Company employees brought mobile registrar stations to USDA offices in almost every state and scanned department workers’ fingerprints, which would be worked into the new identification system, Green said. And, she said, n-Link employees mentored USDA software developers in creating the most efficient possible system.

Other government clients that have chosen n-Link for contract work include the BPA, GSA, FEMA, FAA and FOH. That’s a lot acronyms for Green to remember. (They stand for the Bonneville Power Administration, General Services Administration, Federal Emergency Management Agency, Federal Aviation Administration and Federal Occupational Health.) But it just comes with the territory of working with the government, and Green has long since gotten used to it, she said.

Background

Once Larson realized how successful n-Link is, he said, he wanted to enlist Green in the Stable of Experts, a collection of experienced business minds with Central Oregon ties who volunteer to guide startup companies and entrepreneurs here. The Stable of Experts resides under the umbrella of EDCO’s Venture Catalyst program, Larson said.

Green, he said, is a “very intelligent, very well connected individual with an impressive background.”

Green, 53, grew up in Laconia, N.H. She said she earned her master’s degree in information and communications systems under the electrical engineering department from the University of Lowell, which has since become part of what is now called University of Massachusetts Lowell.

Much of the work in her career has related to government business, she said.

Before establishing n-Link, Green said she worked in Boston at the nonprofit Mitre Corp., where she designed networks for scores of computers at companies or government agencies.

She was later recruited by the Planning Research Corp. in McLean, Va. — which the Northrop Grumman Corp. eventually acquired — to transfer Pentagon networks from centralized, mainframe computing to distributed, local-area computing.

After leaving PRC, she said she did similar work as vice president for business development at a small company called I-Net. She said she opened a new office for the company in Bremerton, so it could do more business on the West Coast.

In 1994, she left I-Net, and n-Link was born the next year.

The company has expanded, adding executives, offices and clients along the way. It has also begun to contract out certain elements of work it is assigned. For example, along with n-Link, three subcontractors on the Army classroom project have kept staff on-site at military bases in the U.S.

All the while, the company has maintained a low public profile.

“It’s because we’re (working with) government, you know?” Green said. “As a government contractor, we tend to not … promote ourselves, because the government doesn’t usually like you to promote yourself.”

A company such as hers is supposed to come across, she said, as “a humble civil servant. You’re serving the taxpayers.”

Moseley, with GL Solutions, agreed.

“Mainly, we take a similar tack,” Moseley said. ”… It’s not important that we’re known, because we don’t provide direct services to the community.”

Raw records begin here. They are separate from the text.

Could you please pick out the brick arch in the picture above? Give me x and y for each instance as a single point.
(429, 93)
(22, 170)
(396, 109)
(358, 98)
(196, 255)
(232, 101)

The local contractors simply continue doing their business, not concerning themselves conveying a message or image in the public sphere.

Last year, Green began a “new adventure” of turning n-Link into an employee-owned company, through an employee stock-ownership plan, or ESOP. Instituting the ownership change benefits her and the other 150 employees — about seven of whom work in the Bend office — as they receive pension money that ordinarily would go toward federal taxes.

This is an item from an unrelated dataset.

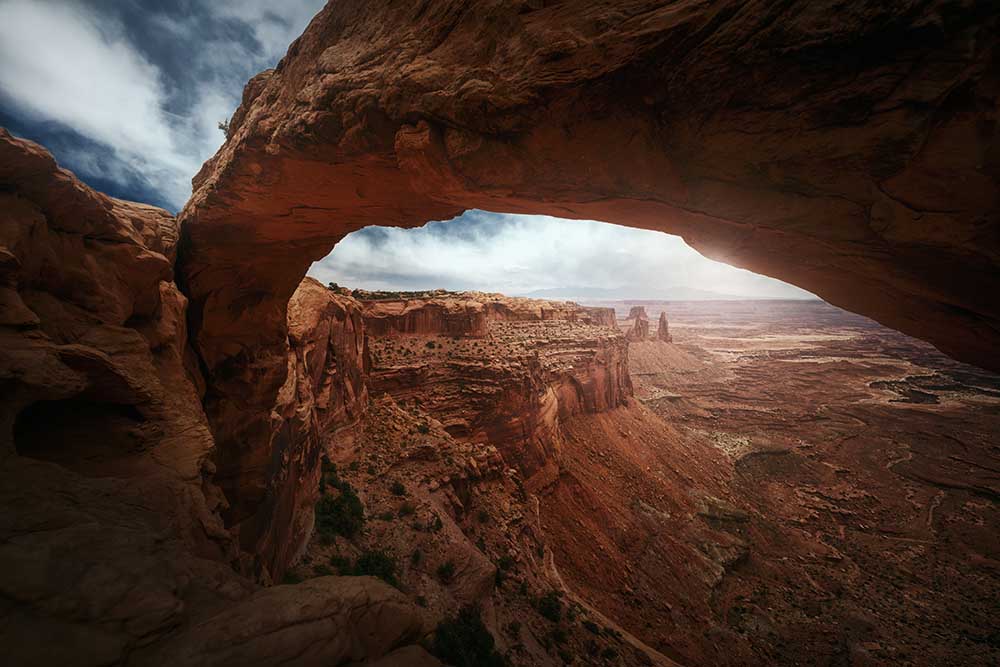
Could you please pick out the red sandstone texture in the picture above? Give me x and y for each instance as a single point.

At the same time, in the past year or so, Green said, she has been trying to transition out of multinational work, such as what she does at n-Link, and become more grounded in the local community — in Bend, to be specific. Toward that end, she opened The Phoenix restaurant in a new space in east Bend in January 2010, after its original location in the Old Mill District had closed under different ownership in 2009.

And Green said she wants to start more small businesses in the city.

“So I’ve got to learn how to promote … our restaurant and any business I do that’s out of the government, because it’s just not in our nature — my nature, my background,” she said. “So we’ll get there.”